In the short term, without PLONK, perhaps there are benefits to using a Kate commitment in BabyJub so we can verify a Kate commitment or a Kate verkle tree inside our Groth16 snark.

  1. Each user who deposits into a deposit queue only pays to store 32 bytes.
  2. Once the deposit queue is full, the coordinator accumulates then into a Kate commitment, which should be cheap. To Kate-commit to 16 values, for instance, costs 223454 gas, which is a great improvement over a Poseidon binary Merkle tree, which needs 797835 gas to commit 16 values. This way, both users and coordinators save gas.
  3. To construct the final balance tree, the coordinator would also use Kate commitments, resulting in a Verkle tree. Since we can commit to more values at a lower gas cost, we can have a much larger tree capacity.
  4. When we process the balance tree (aka the message tree), we check the membership and position of each message inside the snark, and proceed as usual.

Perhaps we could use Verkle trees (Merkle trees that use Kate commitments as the hash function instead of Poseidon/MiMC).

KZG10 commitments require pairings; BabyJubJub is not a pairing-friendly curve

Ahh, totally missed this. Thank you!

2 Likes

It’s possible to save even more gas with this technique. The hash function for the subtrees can be SHA256, which is cheap in the EVM. The rest of the tree (from the subtree depth to the root) can be hashed with Poseidon.
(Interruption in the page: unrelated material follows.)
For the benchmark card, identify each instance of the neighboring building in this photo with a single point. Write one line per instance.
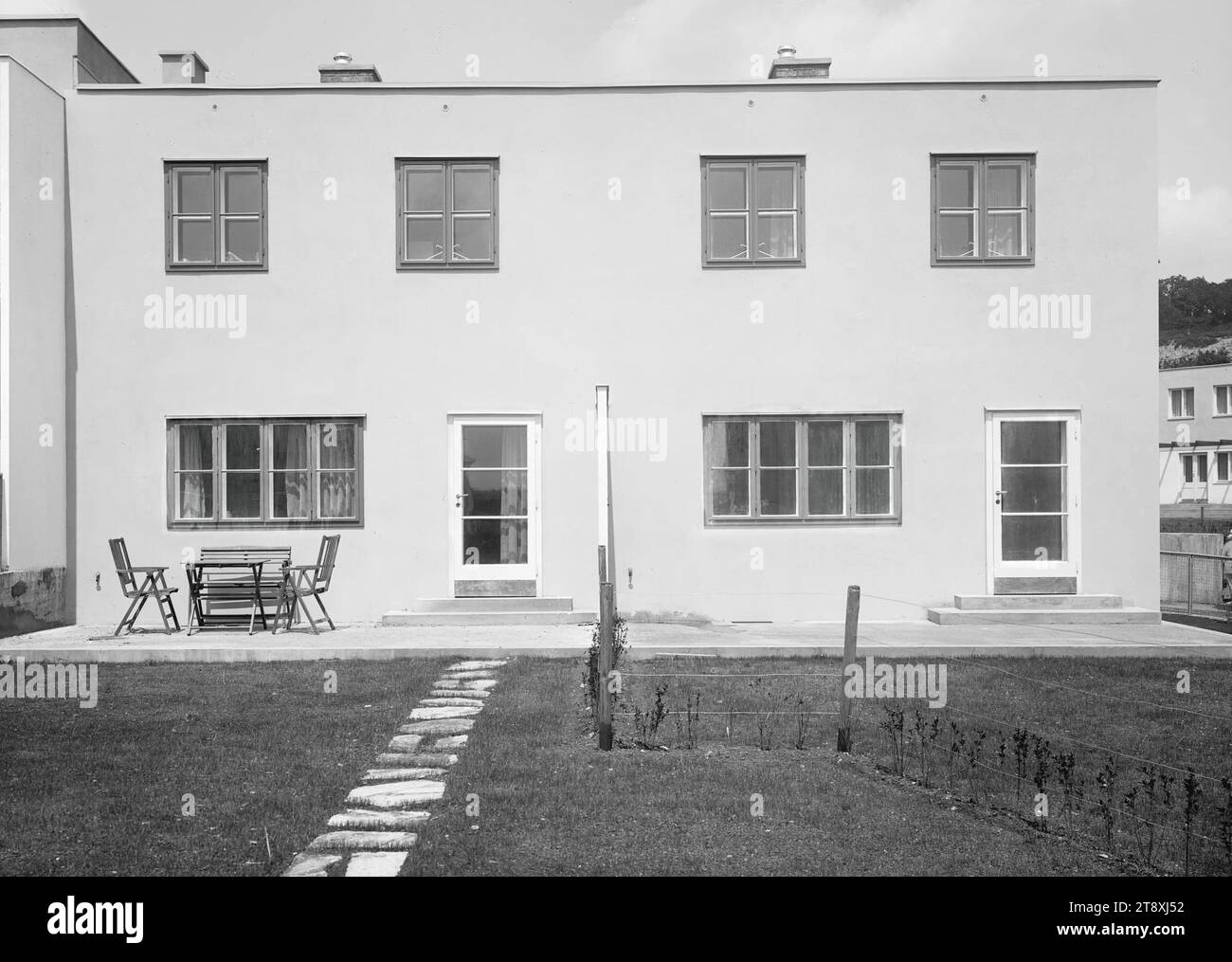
(1195, 435)
(857, 332)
The tradeoff is that any snark circuits will increase in size by around 90k constraints per subtree level. To put this into perspective, Tornado Cash’s withdraw circuit has 28271 constraints. As such, this approach only makes sense for use cases like MACI where the prover may not mind (roughly) doubling or even tripling their proving time.

It seems that if the same address makes two deposit operations, it will result in two nodes on the Merkle tree, how to solve this problem?